= Marianus of Florence =

Italian historian (died 1523)

Marianus of Florence was a Friar Minor, historian, and chronicler of the Franciscan Order; born in Florence about the middle of the fifteenth century, exact date of birth uncertain; died there, 20 July 1523.

Very little is known of his life and personality. Marianus fell a victim to the plague while engaged in administering the last sacraments to the inhabitants of his native city.

None of Marianus's chronicles or other works have been published. His most noted work, Fasciculus Chronicarum, is a history of the Franciscan Order from the beginning up to the year 1486. Though it was written three centuries after the death of Francis, it is not necessarily untrustworthy, for he had access to original sources now lost, of which some fragments have been passed on through him.

Luke Wadding complains that Marianus's style is crude and inelegant; some have attributed this to the impatience of the nun Dorothea Broccardi (Dorothea scripsit appears on all her handiwork), who offered to be his amanuensis and who was continually pressing him for copy.

Besides the Fasciculus Chronicarum, he is the author of a Catalogus seu brevis historia feminarum ordinis Sanctæ Claræ which contains biographical sketches of more than 150 illustrious women of the Second Order of St. Francis.
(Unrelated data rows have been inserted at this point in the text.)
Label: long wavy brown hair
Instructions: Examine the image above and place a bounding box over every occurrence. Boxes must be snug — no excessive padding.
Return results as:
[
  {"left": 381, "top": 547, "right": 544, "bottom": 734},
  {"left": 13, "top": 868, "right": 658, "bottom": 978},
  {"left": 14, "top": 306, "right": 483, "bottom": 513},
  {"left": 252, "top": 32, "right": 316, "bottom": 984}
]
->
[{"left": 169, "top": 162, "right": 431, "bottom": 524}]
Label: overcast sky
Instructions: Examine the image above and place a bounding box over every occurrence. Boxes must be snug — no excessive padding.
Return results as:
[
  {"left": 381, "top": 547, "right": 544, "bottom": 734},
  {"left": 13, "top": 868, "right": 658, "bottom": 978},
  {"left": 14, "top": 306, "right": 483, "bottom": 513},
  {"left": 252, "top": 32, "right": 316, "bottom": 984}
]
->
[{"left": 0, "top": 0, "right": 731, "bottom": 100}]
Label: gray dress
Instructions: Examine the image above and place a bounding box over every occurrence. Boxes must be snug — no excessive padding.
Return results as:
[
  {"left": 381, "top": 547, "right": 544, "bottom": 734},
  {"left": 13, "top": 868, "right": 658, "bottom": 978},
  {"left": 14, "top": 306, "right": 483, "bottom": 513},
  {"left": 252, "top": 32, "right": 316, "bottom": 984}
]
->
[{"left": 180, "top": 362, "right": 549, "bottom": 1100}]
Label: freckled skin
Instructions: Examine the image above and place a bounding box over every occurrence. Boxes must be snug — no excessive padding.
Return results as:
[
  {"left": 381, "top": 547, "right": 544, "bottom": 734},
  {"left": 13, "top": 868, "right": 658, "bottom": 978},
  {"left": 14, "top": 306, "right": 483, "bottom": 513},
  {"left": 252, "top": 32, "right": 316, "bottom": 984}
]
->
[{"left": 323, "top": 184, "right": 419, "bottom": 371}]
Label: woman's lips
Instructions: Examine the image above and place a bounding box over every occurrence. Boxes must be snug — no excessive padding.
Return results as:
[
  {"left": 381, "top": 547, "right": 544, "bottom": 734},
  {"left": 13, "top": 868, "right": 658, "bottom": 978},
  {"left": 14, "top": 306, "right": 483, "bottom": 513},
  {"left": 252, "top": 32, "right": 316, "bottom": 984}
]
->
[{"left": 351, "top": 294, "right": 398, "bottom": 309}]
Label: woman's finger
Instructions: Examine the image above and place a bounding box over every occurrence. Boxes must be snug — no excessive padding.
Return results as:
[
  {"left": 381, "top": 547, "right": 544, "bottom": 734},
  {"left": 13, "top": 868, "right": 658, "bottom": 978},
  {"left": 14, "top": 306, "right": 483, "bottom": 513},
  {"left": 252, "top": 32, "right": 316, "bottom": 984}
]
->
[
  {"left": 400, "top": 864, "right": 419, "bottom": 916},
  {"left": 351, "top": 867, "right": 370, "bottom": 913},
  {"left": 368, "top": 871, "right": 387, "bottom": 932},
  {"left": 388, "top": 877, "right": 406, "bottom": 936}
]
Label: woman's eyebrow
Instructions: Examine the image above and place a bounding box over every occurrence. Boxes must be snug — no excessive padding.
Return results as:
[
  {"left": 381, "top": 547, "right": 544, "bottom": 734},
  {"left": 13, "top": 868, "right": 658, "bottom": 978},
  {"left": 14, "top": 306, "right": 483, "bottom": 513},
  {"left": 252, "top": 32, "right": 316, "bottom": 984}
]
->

Among his other writings may be mentioned:
- Historia Montis Alverniæ
- Historia Provinciæ Etruriæ Ordinis Minorum
- Itinerarium Urbis Romæ
Marianus's Historia Translationis Habitus Sancti Francisci a Monte Acuto ad Florentiam has been translated into Italian and published by Roberto Razzoli in his monograph, La Chiesa d'Ognissanti in Firenze, Studi storicocritici (Florence, 1898).